Welcome to the forums.
I've no idea, but it may not be the video card. It could have been something on the motherboard or on in the PSU.
That said, are you using a liquid metal TIM on the GPU die? It looks like it, and if so that was a bad idea unless you used nail polish or similar to electrically isolate the components around the GPU die. Because if you didn't, it might have been one (or several) of those that popped - and to the best of my knowledge, EVGA will likely deny warranty repair on that card if you did use liquid metal.
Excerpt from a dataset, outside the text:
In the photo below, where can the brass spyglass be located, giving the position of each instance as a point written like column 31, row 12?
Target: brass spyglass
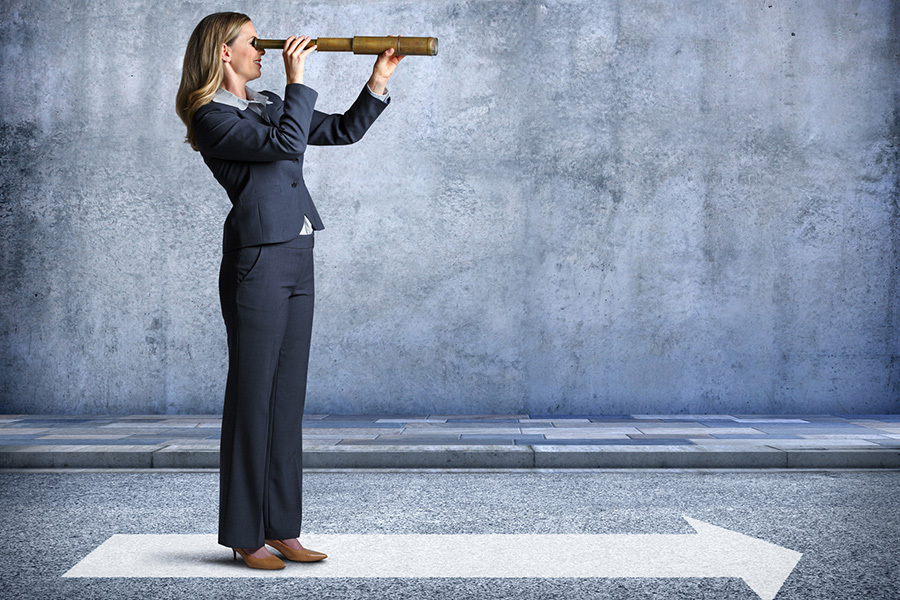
column 363, row 45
If you aren't using liquid metal TIM, then please disregard. And if it turns out to be the 980 Ti, EVGA has a fairly standard 3 year warranty on their cards and you should still be covered:
https://www.evga.com/supp...rranty/graphics-cards/ You can always try the 980 Ti is another computer, say a friend's or at a computer repair shop, to see if the same problem follows the card. If it does, RMA the card. If it doesn't, look at your motherboard / power supply. If you have a spare power supply that would be the easiest to test next.
EDIT: also the fact that your TIM isn't covering the edges of the GPU die is bad. A GPU die doesn't have a heatspreader like CPUs do, so the TIM needs to cover edge to edge completely. It wouldn't have caused the pop (assuming non conductive / capacitive TIM), but it can cause the GPU to overheat on those edges even if the GPU temperature is being reported as within tolerance.